We know what you are thinking…course management…you probably think we are going to tell you about how to run a golf course. Wrong! Time to put on your thinking caps and battle armor…we are talking golf strategy. Golf is like a game of chess; the player that plans ahead and makes the smart moves scores lower and that is the name of the game. If you are not already a professional golfer, you will probably glean some useful skills from this article.
If you want to become a better golfer, you need to learn to develop a game plan for every hole on the course. That means you need to read the hole before you swing (i.e., look before you leap). Understanding how to best play every hole on a course and this will build your confidence, increase your skill, and lower your handicap. It is you against the course out there…outwit the course by bringing your entire arsenal to the game.

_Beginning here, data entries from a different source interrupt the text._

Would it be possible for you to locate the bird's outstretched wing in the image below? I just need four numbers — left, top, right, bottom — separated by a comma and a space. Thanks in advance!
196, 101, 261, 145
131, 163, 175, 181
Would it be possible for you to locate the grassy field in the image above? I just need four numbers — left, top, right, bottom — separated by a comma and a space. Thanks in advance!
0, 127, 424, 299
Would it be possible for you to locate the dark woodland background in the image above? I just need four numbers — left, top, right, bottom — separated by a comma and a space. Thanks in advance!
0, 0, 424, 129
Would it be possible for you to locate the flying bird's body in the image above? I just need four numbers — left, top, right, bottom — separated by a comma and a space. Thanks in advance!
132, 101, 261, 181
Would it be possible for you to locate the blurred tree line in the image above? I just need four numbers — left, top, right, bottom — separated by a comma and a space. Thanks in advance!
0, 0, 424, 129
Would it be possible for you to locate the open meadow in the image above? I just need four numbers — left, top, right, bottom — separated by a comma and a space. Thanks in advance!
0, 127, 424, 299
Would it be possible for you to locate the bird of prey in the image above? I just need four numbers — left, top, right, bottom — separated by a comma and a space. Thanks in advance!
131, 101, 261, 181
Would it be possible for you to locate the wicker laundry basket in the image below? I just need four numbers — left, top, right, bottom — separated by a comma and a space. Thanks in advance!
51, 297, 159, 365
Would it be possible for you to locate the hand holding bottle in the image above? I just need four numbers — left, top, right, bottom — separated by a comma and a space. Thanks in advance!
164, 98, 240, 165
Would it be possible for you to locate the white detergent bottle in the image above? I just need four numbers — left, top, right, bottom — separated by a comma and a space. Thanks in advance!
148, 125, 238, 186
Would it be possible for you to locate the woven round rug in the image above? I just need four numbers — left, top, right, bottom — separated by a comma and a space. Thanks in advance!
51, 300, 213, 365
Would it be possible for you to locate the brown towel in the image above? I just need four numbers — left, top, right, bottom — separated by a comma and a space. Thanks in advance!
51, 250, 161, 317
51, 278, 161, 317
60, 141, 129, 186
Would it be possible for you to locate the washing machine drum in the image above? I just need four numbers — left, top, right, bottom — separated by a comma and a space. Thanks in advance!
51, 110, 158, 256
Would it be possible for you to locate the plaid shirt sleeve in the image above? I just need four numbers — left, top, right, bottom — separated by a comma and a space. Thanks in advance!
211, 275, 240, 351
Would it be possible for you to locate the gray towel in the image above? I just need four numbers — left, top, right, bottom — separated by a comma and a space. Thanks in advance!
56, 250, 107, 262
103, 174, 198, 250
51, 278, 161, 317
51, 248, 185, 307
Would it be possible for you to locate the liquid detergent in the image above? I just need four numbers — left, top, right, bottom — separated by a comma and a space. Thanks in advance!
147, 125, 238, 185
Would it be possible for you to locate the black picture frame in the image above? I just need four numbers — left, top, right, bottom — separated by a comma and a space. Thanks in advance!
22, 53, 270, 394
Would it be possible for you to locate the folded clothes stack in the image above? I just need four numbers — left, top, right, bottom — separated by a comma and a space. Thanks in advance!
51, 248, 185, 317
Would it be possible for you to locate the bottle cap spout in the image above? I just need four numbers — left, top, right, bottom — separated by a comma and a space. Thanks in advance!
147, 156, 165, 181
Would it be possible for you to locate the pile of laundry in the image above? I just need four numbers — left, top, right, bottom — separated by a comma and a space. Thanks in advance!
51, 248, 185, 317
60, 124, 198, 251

Before you evaluate the hole in front of you, check the stats on the hole. First thing is to look at the range card or the placard for the hole and get the distance. Then, from the range card, find out how difficult the hole is. Take a look at the picture of the sample range card and look at the men’s handicap line. The 3rd hole on this course (a par 3) is the second easiest hole on the entire course (18 would be easiest). The very next hole (a par 4); however, is the most difficult for the course. It might not be clearly obvious why it’s so difficult until you play the hole, but this is an important clue to how to play the hole.
Now that you know the stats of the hole you are about to play, figure out the approximate distance you want to hit on this hole. Many golfers will automatically pull out their drivers and simply bash their ball at the fairway and sometimes this isn’t the right thing to do. A lot of tools are available to the golfer. First are the ones you get for free–the scorecard and hole placard will provide you an idea of distance and design. Aspiring golfers can purchase a nice GPS system for a couple hundred dollars that tells them the distances to the green and hazards on the course. Also, some courses publish a yardage or course management book; if you play a certain course a lot, you might want to invest in one. Knowing the distances does not help you if you do not know how far you normally hit each club in your bag. The simplest way to get a good judge of your distances is to get to the range and figure out how far you normally hit your clubs.
Now you can walk out on the tee box and evaluate the hole. Look for all the hazards (trees, sand, water, waste, out of bounds, etc…) on the hole. Golf courses are normally designed to make you think about your shot, but they also can be sneaky and have inconspicuous traps designed to snare the average golfer. When you are standing on the tee box, find a level spot to tee up your ball on the side of the worst (or most) hazards. Normally we try to stay away from the worst hazards, but when you tee up on the side with the hazards, you tend to hit away from them easier.
Always check the green before you shoot so you can set yourself up to putt for par. Unless you are extremely accurate when you hit, look for the largest section of the green and aim for that area. Also, try to see what type of elevation is on the green before you take your shot. You want to try to be on the same level as the pin, or if the pin is cut in the middle of an elevation change, be below the hole. This way you can take your first putt and get your ball close (within three feet) and then putt it on your second stroke.
Take a look at this example par 3, 200-yard (from the blue tees) hole. We will assume this hole does not have any serious elevation changes and the green is relatively flat. When you look at a hole like this, what type of strategy comes into play? Let us break the hole down.
1. The length is 200 yards; for most golfers this requires a long iron or fairway wood to reach the green. That means there will be less loft on the ball and it will tend to roll more then “stick” on the green. Hitting long can be an issue.
2. What hazards come into play on this hole? Most players will notice the tree on the left first and discount the water on the right because it’s not between them and the green. Big mistake! Most amateur golfers have a slice and this hole is designed to trap the everyday duffer–especially if you’re using a longer club, your “power fade” becomes more pronounced. Now, let us look at the trouble they created with this hole on the right side. The entire length of the hole has water laying in wait and even the green has an inconspicuous sand trap on the right hand side. Clearly the right side has the most hazards.
3. Water and wind. If there is a large open area of water, you can expect the wind to blow stronger from that direction. Trees block wind, but large open areas like lakes and fields allow even the slightest wind to pick up speed. Note that on this hole the tee boxes are protected by the wind, but the fairway and green stand open. Look at that flag and get a sense of the wind direction and speed.
So, how do you play this rather simple looking par 3 hole and stay out of trouble? First, tee your ball up on the right side of the tee box–as close to the water side as possible. As stated above, this will help you keep your ball to the left of the hazards. Use a club that, with roll, takes you no more then 200 yards. Going long over a green (and in the rough) almost always spells more trouble then being short (and being in the fairway). Judge the wind by looking at the way the flag is blowing, not from where you’re standing, and then adjust slightly to compensate. Aim for the center of the largest part of the green–do not attack the pin, it is probably set up in a location that is difficult to reach in one shot. Focus on getting your ball on the green and then putt that second shot up close to the hole to ensure a par.
The key to playing par golf is to play smart. Taking chances are just that–chances. Pros can carry long expanses of water, bend their shots around trees, and place their ball exactly where they want on a green. For the rest of us, we need to practice laying up, hitting straight, and lag putting.